Laws About Deepfakes Can’t Leave Sex Workers Behind

As lawmakers propose federal laws about preventing or regulating nonconsensual AI generated images, they can't forget that there are at least two people in every deepfake.
Laws About Deepfakes Can’t Leave Sex Workers Behind
Unsplash / 404 Media

There would be no deepfakes without sex workers—and specifically, without a disregard for their labor, boundaries, and bodily autonomy. 

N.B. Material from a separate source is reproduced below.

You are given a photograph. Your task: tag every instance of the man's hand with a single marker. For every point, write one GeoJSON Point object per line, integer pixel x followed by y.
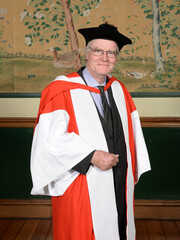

In the seven years since I first wrote about deepfakes, before there was even a word for the AI-powered face-swapping technology, people have finally started to realize that sexually explicit deepfakes meant to harass, blackmail, threaten, or simply disregard women’s consent have always been the primary use of the technology—not spreading disinformation or endangering democracy. This has always been the case, but now, when deepfakes capture national attention, it’s typically because a big-name celebrity has been the target (most recently, Taylor Swift). And even when it’s a lesser-known person whose face is transposed onto a nude or sexualized body, the narrative centers on that person as the sole victim. 

But there are at least two people in every deepfake: the one being impersonated, whose face is being used, and the one whose face has been erased entirely, plastered over by an algorithm, leaving their body exposed. The latter is almost always a porn worker, someone who makes their living with that body and carefully chooses who to share it with in their work.